Reliability Management

Reliability Score

The Reliability Score helps set a standard view of reliability across all teams and services in your organization. Once you define your Service and run Gremlin's pre-defined Reliability tests across common reliability risks, Gremlin will calculate the Reliability Score for your Service.

How the Reliability Score is calculated

A Reliability Score is a calculated value between 0 and 100 representing a Service's reliability. The initial Reliability Score is 0; as you run Reliability tests on your Service, you can potentially increase its score. Even a failed test counts positively because there is more value in discovering a failure through testing than not testing at all. Existing test scores degrade 25% every 30 days if they are not run regularly. To achieve the highest possible score, run the Reliability tests every week without any Golden Signal failures.
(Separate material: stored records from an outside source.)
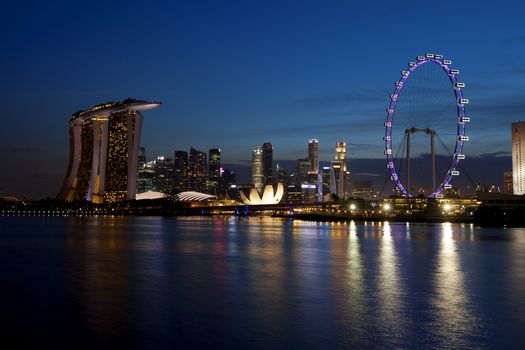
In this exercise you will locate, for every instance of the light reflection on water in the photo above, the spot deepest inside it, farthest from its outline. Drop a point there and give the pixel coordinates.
(262, 282)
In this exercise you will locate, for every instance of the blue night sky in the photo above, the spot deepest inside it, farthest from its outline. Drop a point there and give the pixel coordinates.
(235, 74)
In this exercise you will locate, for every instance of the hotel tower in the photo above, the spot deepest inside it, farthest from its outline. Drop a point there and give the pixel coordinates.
(103, 155)
(518, 158)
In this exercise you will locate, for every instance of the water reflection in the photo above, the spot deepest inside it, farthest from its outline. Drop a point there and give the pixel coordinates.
(265, 282)
(391, 298)
(451, 303)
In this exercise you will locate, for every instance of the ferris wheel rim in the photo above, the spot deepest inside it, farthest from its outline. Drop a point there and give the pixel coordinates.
(462, 120)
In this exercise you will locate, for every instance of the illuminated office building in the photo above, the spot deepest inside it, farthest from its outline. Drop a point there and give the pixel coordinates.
(507, 182)
(343, 185)
(337, 178)
(267, 163)
(257, 169)
(180, 171)
(197, 171)
(302, 169)
(104, 151)
(313, 155)
(518, 158)
(214, 171)
(325, 182)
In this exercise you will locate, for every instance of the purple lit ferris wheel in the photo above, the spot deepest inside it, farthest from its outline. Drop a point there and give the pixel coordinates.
(462, 120)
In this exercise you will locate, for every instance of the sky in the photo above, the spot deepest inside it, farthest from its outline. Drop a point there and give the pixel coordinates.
(235, 74)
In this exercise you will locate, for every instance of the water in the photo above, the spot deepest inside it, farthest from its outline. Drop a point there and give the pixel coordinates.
(259, 283)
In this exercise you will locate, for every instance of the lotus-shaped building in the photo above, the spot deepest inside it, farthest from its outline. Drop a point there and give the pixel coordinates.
(268, 197)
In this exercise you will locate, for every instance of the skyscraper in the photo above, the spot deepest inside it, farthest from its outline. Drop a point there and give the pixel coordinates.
(257, 169)
(180, 171)
(325, 179)
(214, 171)
(104, 149)
(267, 162)
(142, 156)
(197, 170)
(340, 155)
(163, 180)
(301, 171)
(518, 158)
(337, 178)
(313, 151)
(507, 182)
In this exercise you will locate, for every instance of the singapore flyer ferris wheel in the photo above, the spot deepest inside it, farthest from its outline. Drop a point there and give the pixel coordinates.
(460, 119)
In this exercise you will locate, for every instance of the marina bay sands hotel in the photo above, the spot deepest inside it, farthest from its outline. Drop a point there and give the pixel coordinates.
(103, 156)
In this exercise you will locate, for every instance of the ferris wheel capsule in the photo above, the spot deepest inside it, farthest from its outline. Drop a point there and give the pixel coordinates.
(462, 119)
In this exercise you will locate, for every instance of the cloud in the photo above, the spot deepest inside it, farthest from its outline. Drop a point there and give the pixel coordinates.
(511, 41)
(494, 154)
(23, 149)
(342, 99)
(368, 174)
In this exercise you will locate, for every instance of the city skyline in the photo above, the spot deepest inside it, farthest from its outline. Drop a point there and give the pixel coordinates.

So the key is to start testing and keep testing on a consistent schedule!

Test categories

Reliability tests are grouped into the following categories:

  • Redundancy
  • Scalability
  • Dependency

The individual test scores from each category are added up and averaged to provide the total Reliability Score.

Individual tests are scored as follows:

  • 0 pts for a test that has not been run
  • 50 points for failing a test
  • 100 points for passing a test

Gremlin tracks Reliability Scores over time so you can see how it improves as you continue to test. Keep in mind that weekly testing affects the score positively and will reveal the areas your team may need to address.